Canadian natural gas rose as analysts forecast that U.S. stockpiles increased by less than average last week.
Alberta gas gained 3.8 percent. U.S. inventories probably gained 24 billion cubic feet to 2.511 trillion last week, the median of 20 estimates compiled by Bloomberg. The five-year average increase is 26 billion, according to the Energy Department, which releases its weekly survey of gas in storage tomorrow at 10:30 a.m. in Washington.
“We’re seeing a little buying ahead of tomorrow’s numbers,” said Carl Neill, a consultant with Risk Management Inc. in Atlanta. “The high levels of storage are keeping a lid on prices.”

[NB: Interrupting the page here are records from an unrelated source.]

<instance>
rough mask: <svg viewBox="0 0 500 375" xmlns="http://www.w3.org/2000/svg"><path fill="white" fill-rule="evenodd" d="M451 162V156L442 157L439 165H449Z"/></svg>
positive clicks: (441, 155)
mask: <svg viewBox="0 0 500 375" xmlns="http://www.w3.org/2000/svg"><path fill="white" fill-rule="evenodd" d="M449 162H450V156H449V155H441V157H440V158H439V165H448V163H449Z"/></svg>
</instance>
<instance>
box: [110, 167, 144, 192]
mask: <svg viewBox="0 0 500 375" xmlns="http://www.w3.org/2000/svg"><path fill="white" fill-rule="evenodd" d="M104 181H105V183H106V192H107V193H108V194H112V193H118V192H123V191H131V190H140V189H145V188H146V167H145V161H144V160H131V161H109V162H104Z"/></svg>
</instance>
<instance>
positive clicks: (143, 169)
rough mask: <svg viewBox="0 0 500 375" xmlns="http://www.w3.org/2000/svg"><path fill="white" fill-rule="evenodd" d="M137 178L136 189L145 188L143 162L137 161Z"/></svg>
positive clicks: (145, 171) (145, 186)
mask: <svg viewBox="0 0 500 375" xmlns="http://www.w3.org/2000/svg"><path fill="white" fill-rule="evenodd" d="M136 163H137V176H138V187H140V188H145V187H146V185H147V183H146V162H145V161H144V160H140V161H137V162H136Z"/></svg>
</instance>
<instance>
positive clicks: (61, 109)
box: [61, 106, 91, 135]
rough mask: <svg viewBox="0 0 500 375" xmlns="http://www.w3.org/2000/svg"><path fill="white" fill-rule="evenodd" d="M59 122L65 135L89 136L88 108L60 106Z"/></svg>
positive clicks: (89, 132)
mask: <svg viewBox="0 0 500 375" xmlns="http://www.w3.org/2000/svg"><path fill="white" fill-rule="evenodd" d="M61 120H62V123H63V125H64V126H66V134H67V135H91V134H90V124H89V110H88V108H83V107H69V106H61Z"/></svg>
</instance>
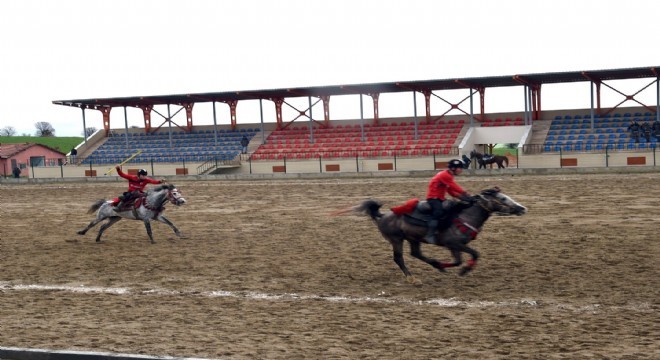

Alberta gas for May delivery rose 5.5 cents to C$1.52 a gigajoule ($1.45 per million British thermal units) as of 2:40 p.m. New York time on NGX, a Canadian Internet market.
Gas traded on the exchange is shipped to users in Canada and the U.S. and priced on TransCanada Corp.’s Alberta system. NGX gas is down 47 percent this year.
Natural gas for May delivery on the New York Mercantile Exchange settled unchanged at a 10-year low of $1.951 per million Btu.
Spot gas at the Alliance delivery point near Chicago rose 0.34 cent to $2.031 per million Btu on the Intercontinental Exchange. Alliance is an express line that can carry 1.5 billion cubic feet a day from western Canada.
At the Kingsgate point on the border of Idaho and British Columbia, gas advanced 1.7 cents to $1.8181 per million Btu. At Malin, Oregon, where Canadian gas is traded for California markets, prices gained 2.85 cents to $1.885.
Volume on TransCanada’s Alberta system, which collects the output of most of the nation’s gas wells, was 16.3 billion cubic feet, 450 million below target.
Gas was flowing at a daily rate of 2.27 billion cubic feet at Empress, Alberta, where the fuel is transferred to TransCanada’s main line.
At McNeil, Saskatchewan, where gas is transferred to the Northern Border Pipeline for shipment to the Chicago area, the daily flow rate was 1.96 billion cubic feet.
Available capacity on TransCanada’s British Columbia system at Kingsgate was 928 million cubic feet. The system was forecast to carry 1.73 billion cubic feet today, or 65 percent of its capacity of 2.65 billion.
The volume on Spectra Energy’s British Columbia system, which gathers the fuel in northeastern British Columbia for delivery to Vancouver and the Pacific Northwest, totaled 3.06 billion cubic feet at 1:35 p.m.